# flourescent lightbulbs?



## Alexraptor (Jan 30, 2003)

I live in sweden, is there anywhere near here i can order flourescent bulbs? note i mean not tubes, but bulbs that fit into a regular lightbulb socket, preferrably 50/50 white and blue actinic type bulbs, not shure what they are called at the moment. the shocking part is we only have a name for fourescent tubes but not bulbs!

the swedish language is so shitty that that the word for Flourescent tubes is "Lysrör"(translated lighttube) so its impossible to ask for the bulbs here in sweden


----------



## rbp 4 135 (Mar 2, 2004)

homedepot carries them, although i am not sure of the spectrum. i have one in my basement it looks white/blue, but another is really yellow.


----------



## Alexraptor (Jan 30, 2003)

rbp 4 135 said:


> homedepot carries them, although i am not sure of the spectrum. i have one in my basement it looks white/blue, but another is really yellow.

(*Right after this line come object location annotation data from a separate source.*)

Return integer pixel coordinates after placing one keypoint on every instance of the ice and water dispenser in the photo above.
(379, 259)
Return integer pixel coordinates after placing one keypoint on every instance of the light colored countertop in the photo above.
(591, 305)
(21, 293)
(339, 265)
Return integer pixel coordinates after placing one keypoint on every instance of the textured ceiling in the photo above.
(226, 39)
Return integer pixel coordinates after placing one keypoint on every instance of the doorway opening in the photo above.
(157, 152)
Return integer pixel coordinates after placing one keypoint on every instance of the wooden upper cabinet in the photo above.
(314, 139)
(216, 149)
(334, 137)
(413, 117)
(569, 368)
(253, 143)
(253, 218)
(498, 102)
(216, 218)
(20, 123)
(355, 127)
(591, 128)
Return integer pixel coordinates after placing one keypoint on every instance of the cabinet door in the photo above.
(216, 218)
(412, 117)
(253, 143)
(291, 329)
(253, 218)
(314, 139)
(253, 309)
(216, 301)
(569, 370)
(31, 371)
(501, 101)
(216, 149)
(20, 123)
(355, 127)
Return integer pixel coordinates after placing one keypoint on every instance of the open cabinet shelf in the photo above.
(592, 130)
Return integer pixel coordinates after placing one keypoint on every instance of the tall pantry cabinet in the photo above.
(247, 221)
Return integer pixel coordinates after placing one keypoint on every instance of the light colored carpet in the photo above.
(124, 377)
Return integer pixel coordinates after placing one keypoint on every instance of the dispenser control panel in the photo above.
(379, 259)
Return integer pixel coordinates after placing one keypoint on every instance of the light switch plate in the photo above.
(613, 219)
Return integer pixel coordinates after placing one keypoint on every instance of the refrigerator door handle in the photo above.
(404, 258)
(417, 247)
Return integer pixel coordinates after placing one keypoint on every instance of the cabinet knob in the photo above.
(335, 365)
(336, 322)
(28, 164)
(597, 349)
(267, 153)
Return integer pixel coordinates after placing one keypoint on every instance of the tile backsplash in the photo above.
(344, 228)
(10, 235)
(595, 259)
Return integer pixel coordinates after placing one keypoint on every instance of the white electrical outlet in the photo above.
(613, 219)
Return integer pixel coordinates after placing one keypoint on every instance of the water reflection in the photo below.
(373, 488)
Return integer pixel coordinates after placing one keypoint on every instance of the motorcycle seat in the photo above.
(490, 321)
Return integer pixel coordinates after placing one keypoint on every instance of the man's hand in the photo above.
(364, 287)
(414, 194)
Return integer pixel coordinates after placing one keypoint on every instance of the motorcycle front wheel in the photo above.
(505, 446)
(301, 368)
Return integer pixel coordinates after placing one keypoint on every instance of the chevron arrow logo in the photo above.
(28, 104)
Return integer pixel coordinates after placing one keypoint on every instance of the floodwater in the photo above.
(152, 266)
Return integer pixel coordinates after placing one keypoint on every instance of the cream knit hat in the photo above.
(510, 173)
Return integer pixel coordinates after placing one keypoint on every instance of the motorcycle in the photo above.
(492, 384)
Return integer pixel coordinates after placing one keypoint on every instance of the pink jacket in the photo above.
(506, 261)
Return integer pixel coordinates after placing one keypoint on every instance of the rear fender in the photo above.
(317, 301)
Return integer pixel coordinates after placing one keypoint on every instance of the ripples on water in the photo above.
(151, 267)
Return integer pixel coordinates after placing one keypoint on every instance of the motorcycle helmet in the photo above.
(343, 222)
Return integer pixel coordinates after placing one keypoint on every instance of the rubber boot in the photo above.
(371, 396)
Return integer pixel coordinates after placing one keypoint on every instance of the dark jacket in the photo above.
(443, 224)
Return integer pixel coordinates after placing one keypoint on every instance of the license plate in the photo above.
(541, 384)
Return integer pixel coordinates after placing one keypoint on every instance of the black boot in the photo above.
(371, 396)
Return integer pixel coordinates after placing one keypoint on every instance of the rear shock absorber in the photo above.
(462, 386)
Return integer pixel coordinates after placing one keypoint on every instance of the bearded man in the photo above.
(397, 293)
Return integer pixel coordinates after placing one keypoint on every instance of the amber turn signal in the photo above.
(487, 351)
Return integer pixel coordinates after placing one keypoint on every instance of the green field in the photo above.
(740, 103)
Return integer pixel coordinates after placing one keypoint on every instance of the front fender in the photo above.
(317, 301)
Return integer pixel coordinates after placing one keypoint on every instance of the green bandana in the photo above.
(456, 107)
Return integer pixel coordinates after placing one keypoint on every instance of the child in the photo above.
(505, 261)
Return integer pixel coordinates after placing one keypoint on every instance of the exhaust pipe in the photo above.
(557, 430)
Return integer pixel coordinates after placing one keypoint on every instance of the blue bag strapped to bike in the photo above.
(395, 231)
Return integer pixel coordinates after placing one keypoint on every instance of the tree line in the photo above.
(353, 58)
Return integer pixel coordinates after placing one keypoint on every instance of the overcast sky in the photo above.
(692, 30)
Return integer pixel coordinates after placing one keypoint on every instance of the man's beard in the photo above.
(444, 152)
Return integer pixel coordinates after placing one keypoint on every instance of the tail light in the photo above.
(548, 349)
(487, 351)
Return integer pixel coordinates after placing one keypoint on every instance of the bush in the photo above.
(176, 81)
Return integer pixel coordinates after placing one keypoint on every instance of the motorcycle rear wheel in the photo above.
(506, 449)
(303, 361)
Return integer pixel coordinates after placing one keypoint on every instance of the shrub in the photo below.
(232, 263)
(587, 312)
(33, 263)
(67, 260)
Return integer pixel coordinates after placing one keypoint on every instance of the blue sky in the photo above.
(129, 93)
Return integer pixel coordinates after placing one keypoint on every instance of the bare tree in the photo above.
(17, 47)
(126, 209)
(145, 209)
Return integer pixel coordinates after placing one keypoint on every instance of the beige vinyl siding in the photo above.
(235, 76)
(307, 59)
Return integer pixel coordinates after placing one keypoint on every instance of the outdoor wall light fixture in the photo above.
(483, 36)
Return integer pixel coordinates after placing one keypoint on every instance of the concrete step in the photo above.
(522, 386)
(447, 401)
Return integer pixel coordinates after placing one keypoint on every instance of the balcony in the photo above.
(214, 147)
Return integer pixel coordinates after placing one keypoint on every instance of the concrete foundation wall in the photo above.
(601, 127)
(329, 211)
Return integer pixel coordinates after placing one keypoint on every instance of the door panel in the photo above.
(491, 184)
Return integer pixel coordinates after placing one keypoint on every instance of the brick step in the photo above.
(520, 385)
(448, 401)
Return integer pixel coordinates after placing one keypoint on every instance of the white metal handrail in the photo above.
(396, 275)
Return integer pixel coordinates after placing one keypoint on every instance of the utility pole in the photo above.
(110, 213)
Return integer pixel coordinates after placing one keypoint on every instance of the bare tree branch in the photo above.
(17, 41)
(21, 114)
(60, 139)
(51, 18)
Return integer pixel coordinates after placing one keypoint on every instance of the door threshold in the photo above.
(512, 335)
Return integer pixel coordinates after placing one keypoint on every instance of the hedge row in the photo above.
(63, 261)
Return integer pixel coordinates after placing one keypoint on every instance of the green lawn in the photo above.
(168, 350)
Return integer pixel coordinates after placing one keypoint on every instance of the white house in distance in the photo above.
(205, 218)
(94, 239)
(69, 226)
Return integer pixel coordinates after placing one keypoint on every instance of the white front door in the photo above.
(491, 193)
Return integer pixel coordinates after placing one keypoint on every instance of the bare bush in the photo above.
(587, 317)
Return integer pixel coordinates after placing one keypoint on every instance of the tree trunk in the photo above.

unfortunatley the home depot dosent exist here. it has to be europe based or ill get slapped with a hefty import fee.


----------



## Alexraptor (Jan 30, 2003)

anyone? id preferr not to spend the earth on new light fixtures(they are twice expensive here as in the US)


----------



## rbp 4 135 (Mar 2, 2004)

theyll charge you an import fee for some 15 dollar lightbulbs? wow. well i would check around the local homeimprovement stores to see what they have. do you have walmart? they calso carry those bulbs, i was there earlier and for some reason thought to check for you.


----------



## Alexraptor (Jan 30, 2003)

nop no walmart, and as i said, the problem is the swedes have no word for flourescent bulbs.

We do have låg-energi lampor(translated low energy lamps) wich are regular home flourescents, but hardly have the right spectrum for healthy aquatic plant growth, much less corals and anemones.

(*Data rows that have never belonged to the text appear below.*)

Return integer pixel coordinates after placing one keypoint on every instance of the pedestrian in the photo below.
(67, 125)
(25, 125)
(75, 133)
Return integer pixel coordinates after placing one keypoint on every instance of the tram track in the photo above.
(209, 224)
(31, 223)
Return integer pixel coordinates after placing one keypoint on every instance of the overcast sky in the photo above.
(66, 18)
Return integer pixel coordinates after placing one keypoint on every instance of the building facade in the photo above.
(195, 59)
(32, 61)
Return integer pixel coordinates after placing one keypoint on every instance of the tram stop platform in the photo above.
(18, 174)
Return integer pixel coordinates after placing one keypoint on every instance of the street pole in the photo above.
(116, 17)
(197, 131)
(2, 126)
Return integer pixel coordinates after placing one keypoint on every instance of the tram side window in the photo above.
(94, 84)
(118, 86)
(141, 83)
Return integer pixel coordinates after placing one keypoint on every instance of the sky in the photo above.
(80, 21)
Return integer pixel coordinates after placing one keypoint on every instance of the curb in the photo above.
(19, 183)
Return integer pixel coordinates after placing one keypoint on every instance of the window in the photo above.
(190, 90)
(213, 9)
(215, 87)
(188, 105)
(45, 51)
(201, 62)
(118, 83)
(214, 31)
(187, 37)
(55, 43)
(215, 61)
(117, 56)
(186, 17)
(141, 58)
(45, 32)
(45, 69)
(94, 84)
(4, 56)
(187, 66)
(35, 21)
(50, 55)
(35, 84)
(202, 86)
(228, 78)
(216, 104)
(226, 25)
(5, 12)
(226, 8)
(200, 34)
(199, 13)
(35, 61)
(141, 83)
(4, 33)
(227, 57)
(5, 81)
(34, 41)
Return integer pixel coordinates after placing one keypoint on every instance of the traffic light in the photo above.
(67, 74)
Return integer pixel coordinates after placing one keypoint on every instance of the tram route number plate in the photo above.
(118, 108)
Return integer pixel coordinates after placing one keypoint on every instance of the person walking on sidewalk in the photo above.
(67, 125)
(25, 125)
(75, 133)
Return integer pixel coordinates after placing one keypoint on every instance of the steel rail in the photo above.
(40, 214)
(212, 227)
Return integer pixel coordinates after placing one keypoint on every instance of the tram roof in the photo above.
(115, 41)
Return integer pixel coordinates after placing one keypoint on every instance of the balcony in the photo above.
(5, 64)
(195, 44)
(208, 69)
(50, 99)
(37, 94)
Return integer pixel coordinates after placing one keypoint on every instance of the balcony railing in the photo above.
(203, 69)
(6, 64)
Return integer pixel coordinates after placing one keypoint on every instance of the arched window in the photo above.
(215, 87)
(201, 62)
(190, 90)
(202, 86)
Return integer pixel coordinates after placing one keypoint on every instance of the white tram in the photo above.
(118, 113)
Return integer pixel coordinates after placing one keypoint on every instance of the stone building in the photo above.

when i was to the LFS and tried to ask for bulbs even using the english word they just looked at me and were like, wtf?


----------



## Raptor (Jan 3, 2003)

Have you tried to do a search for powercompact lamps?
I think coralife makes one, I am not familliar with the euro based brands too well. You can also check the german bulbs if that is feesable. I believe you two countrys use the same power ratings.


----------



## Alexraptor (Jan 30, 2003)

the only ones i can find, are those with these kind of wierd pins


----------



## Coldfire (Aug 20, 2003)

Markosaur said:


> the only ones i can find, are those with these kind of wierd pins


Those are the two different styles of PC bulbs. PC lights would be a great upgrade from your RO lights.


----------



## Alexraptor (Jan 30, 2003)

unfortunatley i cannot afford buying new light fixtures. because here in sweden the prices are outrageous.


----------



## Coldfire (Aug 20, 2003)

Markosaur said:


> unfortunatley i cannot afford buying new light fixtures. because here in sweden the prices are outrageous.


That sucks, since most RO and PC bulbs need to be replace every six months.


----------



## Alexraptor (Jan 30, 2003)

are we still talking the same thing thou?

the light fixtures originally intended for these









But can be run on these








Alltho the only ones found in sweden are regular ones. but i want full spectrum of these kind and preferrably the 50/50 kind(white and blue actinic) ive seen them someplace on the net, again i got no clue on what they are called. and whenever i look for PC all i get are these










And i must emphasis again that i need to be able to get them within EU, or ill get slapped with an massive import fee.


----------



## Coldfire (Aug 20, 2003)

If you fixture is set up to run incandescent bulbs, then it will also run that CF bulbs (first and second picture). The problem that you are going to run into is that it will not be the correct spectrum for you corals.


----------



## Alexraptor (Jan 30, 2003)

Ok let me say this again, i know there are Flourescant light bulbs, that look like the type on the 2nd picture, specifically designed for reef tanks, full spectrum. ive seen them, but my problem is, i can not remember what they were called or where to get them.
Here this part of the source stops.